Lo sgradevole The Bridge

31 Ottobre 2013 di Stefano Olivari

The Bridge è una delle serie televisive più strane fra quelle che abbiamo visto. Non per la trama a volte sconclusionata, per la tensione che trasmette ogni inquadratura o per l’overdose di misteri non del tutto svelati, ma perché rinuncia al meccanismo dell’identificazione dello spettatore. Intendiamoci: ci sono anche qui i buoni e i cattivi di ogni storia che si rispetti (Fox ha appena finito di mandare in onda le 13 puntate della prima serie, già in preparazione la seconda), ma nessuno è ‘gradevole’ né tantomeno affascinante.
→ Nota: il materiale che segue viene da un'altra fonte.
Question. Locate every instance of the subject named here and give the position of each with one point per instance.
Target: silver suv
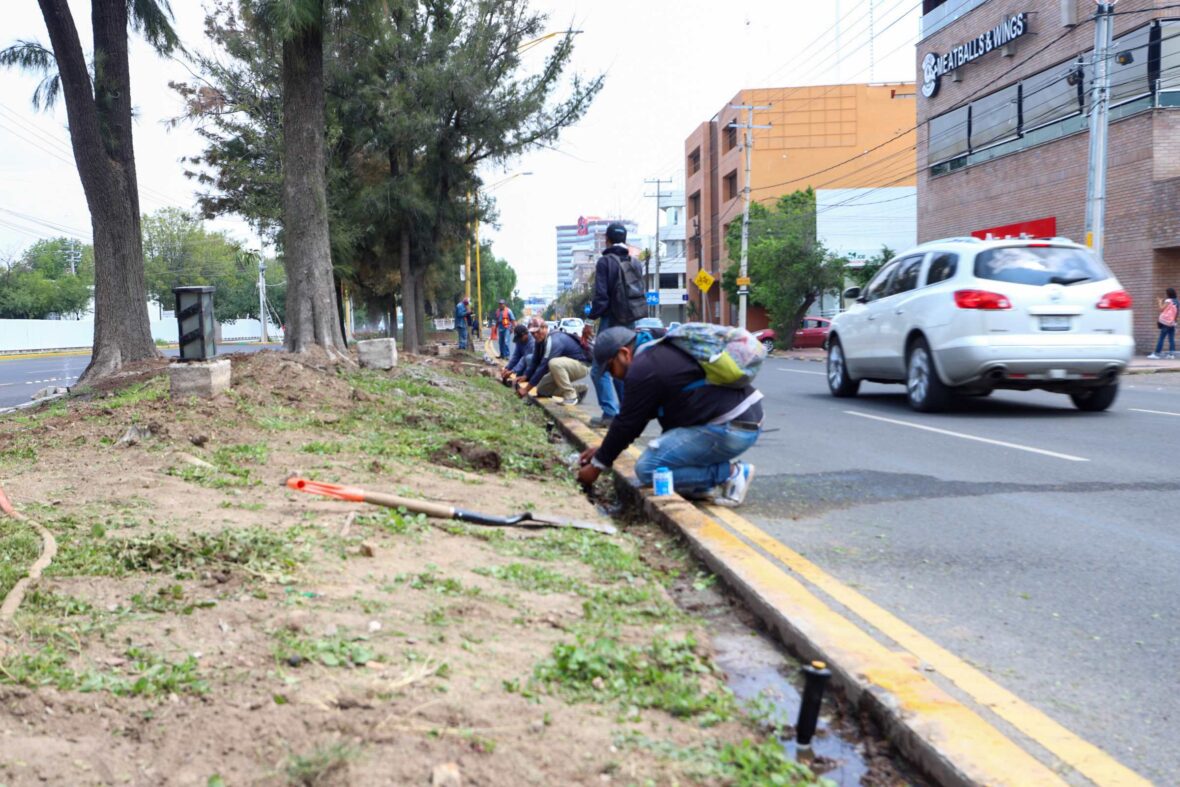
(964, 315)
Dal poliziotto messicano fedifrago e tutto d’un pezzo ma non troppo (infatti chiederà un favore al boss), Marco Ruiz, alla poliziotta americana con sindrome di Asperger (Sonya Cross, interpretata da una brillante Diane Kruger che per noi beceri sarà sempre Elena in Troy) passando per giornalisti tossicomani, ereditiere (una clamorosa Annabeth Gish, vera icona del cougarismo) con ambizioni da trafficanti, omicidi motivati e violenze insensate, in un quadro globale in cui anche i protagonisti sembrano marginali. Non ci si affeziona, insomma, ma nemmeno ci si stacca dalle storie. Che è in realtà sono una storia unica, avvenuta al confine fra la texana El Paso e la messicana (del Chihuahua) Ciudad Juarez, che avanza a scarti lungo le varie puntate continuando ad aprire parentesi che spesso non sono esplicative di alcunché. Al punto che gli ingredienti sembrano spesso buttati lì alla rinfusa: immigrazione più o meno clandestina, traffico di droga, violenze familiari, amicizie tradite, rapimenti di ragazze, corruzione a qualsiasi livello. Ogni personaggio rappresenta un mondo a parte, che accompagna altri mondi per un tratto di strada e poi se ne stacca: spaventoso e angosciante per le domande che suscita. Poi mandato su RaiUno farebbe forse un decimo dello share di una replica di Montalbano o di Un caso di coscienza 5. Sarebbe però interessante provarci.